Bug 950577 (CVE-2013-1944)

Summary: CVE-2013-1944 curl: Cookie domain suffix match vulnerability
Product: [Other] Security Response Reporter: Jan Lieskovsky <jlieskov>
Component: vulnerabilityAssignee: Red Hat Product Security <security-response-team>
Status: CLOSED ERRATA QA Contact:
Severity: medium Docs Contact:
Priority: medium    
Version: unspecifiedCC: hkario, jrusnack, kdudka, mjc, security-response-team
Target Milestone: ---Keywords: Security
Target Release: ---   
Hardware: All   
OS: Linux   
Whiteboard:
Fixed In Version: curl 7.30.0 Doc Type: Bug Fix
Doc Text:
Story Points: ---
Clone Of: Environment:
Last Closed: 2013-04-24 20:55:15 UTC Type: ---
Regression: --- Mount Type: ---
Documentation: --- CRM:
Verified Versions: Category: ---
oVirt Team: --- RHEL 7.3 requirements from Atomic Host:
Cloudforms Team: --- Target Upstream Version:
Embargoed:
Bug Depends On: 950934, 950935, 950937, 950941, 951417    
Bug Blocks: 950588    
Attachments:
Description Flags
Local copy of proposed upstream patch none

Description Jan Lieskovsky 2013-04-10 12:54:29 UTC 
A security flaw was found in the way the library of cURL, an utility for retrieval of files from remote servers, performed match of cookie domain names when making a decision if (previously stored cookies) should be sent to particular domain. Due to a bug in match function implementation, (formerly) the decision / match succeeded also in cases, where just suffix / certain part of the domain name matched the domain name, the current request originated from. A remote attacker could use this flaw to possibly hijack the user session of the victim by submitting a request containing a specially-crafted domain name.

References:
[1] http://thread.gmane.org/gmane.comp.web.curl.library/38986

Acknowledgements:

Red Hat would like to thank the cURL project for reporting this issue.
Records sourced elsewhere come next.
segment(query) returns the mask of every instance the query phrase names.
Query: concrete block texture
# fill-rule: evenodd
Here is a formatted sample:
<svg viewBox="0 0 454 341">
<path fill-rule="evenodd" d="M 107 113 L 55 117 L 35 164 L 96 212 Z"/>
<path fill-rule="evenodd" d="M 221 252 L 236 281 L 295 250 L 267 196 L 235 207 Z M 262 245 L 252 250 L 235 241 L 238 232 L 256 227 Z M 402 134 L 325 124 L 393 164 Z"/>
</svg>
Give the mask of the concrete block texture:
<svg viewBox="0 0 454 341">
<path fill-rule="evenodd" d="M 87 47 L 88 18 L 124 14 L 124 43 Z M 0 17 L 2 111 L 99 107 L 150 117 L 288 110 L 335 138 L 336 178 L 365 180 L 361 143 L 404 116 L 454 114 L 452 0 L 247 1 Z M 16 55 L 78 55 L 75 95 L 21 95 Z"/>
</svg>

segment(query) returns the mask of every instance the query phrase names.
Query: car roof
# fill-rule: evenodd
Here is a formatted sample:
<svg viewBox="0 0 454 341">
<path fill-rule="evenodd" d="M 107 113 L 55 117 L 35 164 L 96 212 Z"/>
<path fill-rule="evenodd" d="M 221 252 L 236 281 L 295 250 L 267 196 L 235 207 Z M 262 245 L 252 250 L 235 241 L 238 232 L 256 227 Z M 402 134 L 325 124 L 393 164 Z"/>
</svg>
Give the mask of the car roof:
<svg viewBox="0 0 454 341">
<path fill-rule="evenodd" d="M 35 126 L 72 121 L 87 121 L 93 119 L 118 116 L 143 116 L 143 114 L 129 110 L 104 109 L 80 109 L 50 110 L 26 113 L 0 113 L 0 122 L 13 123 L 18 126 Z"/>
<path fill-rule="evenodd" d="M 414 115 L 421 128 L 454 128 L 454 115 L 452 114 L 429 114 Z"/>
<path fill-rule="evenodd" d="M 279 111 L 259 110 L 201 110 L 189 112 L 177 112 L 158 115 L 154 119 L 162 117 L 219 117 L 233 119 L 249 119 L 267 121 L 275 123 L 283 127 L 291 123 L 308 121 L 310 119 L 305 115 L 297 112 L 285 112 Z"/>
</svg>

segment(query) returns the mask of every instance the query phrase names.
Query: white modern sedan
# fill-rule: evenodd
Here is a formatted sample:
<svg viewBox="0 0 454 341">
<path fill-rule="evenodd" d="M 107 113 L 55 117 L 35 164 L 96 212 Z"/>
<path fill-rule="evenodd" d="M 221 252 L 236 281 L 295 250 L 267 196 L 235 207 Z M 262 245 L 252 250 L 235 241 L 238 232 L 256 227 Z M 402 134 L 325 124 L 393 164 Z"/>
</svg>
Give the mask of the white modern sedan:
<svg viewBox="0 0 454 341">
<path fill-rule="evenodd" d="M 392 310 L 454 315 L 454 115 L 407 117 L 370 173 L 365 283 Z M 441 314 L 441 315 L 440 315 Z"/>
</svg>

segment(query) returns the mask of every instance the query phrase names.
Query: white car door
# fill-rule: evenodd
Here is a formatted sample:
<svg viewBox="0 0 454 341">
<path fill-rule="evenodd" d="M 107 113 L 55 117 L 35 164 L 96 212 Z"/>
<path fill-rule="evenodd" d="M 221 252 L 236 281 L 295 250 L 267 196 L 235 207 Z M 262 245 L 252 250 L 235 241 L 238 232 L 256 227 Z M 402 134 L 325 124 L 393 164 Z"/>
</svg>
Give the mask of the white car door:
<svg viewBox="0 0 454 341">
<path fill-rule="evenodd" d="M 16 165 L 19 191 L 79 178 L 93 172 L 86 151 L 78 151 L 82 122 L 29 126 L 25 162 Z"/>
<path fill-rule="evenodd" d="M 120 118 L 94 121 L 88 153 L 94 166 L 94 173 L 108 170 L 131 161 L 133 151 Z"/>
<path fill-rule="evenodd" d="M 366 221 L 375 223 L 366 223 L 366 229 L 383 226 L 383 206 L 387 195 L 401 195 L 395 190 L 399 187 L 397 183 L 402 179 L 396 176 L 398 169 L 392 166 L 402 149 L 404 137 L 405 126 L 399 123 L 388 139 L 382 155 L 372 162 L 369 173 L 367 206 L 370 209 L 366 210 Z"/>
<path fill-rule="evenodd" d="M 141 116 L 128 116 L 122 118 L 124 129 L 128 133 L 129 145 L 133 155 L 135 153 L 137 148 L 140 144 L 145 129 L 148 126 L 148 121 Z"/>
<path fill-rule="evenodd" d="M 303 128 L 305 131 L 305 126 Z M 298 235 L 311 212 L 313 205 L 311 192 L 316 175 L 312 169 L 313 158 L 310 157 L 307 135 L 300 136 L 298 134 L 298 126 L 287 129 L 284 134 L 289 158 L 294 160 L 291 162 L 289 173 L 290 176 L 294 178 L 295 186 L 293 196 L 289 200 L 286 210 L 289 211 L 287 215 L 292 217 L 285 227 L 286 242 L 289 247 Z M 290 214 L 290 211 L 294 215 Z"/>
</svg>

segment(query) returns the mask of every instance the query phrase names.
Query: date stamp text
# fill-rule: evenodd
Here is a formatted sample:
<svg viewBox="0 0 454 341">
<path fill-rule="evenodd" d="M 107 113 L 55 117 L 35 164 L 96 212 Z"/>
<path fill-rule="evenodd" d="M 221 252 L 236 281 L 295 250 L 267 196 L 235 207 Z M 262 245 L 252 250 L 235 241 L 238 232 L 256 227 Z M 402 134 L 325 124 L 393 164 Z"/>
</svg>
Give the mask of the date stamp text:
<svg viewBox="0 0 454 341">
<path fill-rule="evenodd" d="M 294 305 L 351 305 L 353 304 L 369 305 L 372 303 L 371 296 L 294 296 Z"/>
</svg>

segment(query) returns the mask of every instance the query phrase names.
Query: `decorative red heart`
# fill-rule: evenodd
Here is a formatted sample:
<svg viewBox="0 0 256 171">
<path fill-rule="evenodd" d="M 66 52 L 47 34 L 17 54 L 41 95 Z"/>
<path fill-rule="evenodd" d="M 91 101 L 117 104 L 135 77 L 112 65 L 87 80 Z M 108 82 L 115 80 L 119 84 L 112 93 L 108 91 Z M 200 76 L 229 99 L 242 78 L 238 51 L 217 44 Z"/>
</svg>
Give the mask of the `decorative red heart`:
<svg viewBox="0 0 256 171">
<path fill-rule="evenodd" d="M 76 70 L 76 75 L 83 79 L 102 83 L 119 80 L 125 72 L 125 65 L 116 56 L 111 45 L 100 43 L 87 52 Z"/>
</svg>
Upstream acknowledges YAMADA Yasuharu as the original reporter.
Comment 3 Jan Lieskovsky 2013-04-10 13:09:30 UTC 
This issue affects the versions of the curl package, as shipped with Red Hat Enterprise Linux 5 and 6.

--

This issue affects the versions of the curl package, as shipped with Fedora release of 17 and 18.
Comment 6 Jan Lieskovsky 2013-04-11 08:22:44 UTC 
The CVE identifier of CVE-2013-1944 has been assigned to this issue.
Comment 7 Jan Lieskovsky 2013-04-11 08:24:37 UTC 
Proposed upstream patch is available at:
  http://curl.haxx.se/curl-tailmatch.patch
Comment 8 Jan Lieskovsky 2013-04-11 08:26:58 UTC 
Created attachment 734032 [details]
Local copy of proposed upstream patch
Comment 10 Jan Lieskovsky 2013-04-12 08:58:13 UTC 
External References:
http://curl.haxx.se/docs/adv_20130412.html
Comment 11 Jan Lieskovsky 2013-04-12 08:59:41 UTC 
Created curl tracking bugs for this issue

Affects: fedora-all [bug 951417]
Comment 12 Jan Lieskovsky 2013-04-12 09:03:11 UTC 
Relevant upstream patch:
  https://github.com/bagder/curl/commit/2eb8dcf26cb37f09cffe26909a646e702dbcab66

Related test suite commits:
  https://github.com/bagder/curl/commit/5c5e1a1cd206ad8feadaa83a37d0326ba45cf45d
  https://github.com/bagder/curl/commit/11dee0bfae702c07b510dce05a55d1b8144fbbcb
Comment 16 Fedora Update System 2013-04-18 02:34:24 UTC 
curl-7.27.0-8.fc18 has been pushed to the Fedora 18 stable repository.  If problems still persist, please make note of it in this bug report.
Comment 17 Fedora Update System 2013-04-20 19:45:30 UTC 
curl-7.29.0-5.fc19 has been pushed to the Fedora 19 stable repository.  If problems still persist, please make note of it in this bug report.
Comment 18 errata-xmlrpc 2013-04-24 17:37:24 UTC 
This issue has been addressed in following products:

  Red Hat Enterprise Linux 5
  Red Hat Enterprise Linux 6

Via RHSA-2013:0771 https://rhn.redhat.com/errata/RHSA-2013-0771.html
Comment 19 Fedora Update System 2013-05-01 04:23:56 UTC 
curl-7.29.0-6.fc19 has been pushed to the Fedora 19 stable repository.  If problems still persist, please make note of it in this bug report.
Comment 20 Fedora Update System 2013-05-06 03:49:02 UTC 
curl-7.27.0-9.fc18 has been pushed to the Fedora 18 stable repository.  If problems still persist, please make note of it in this bug report.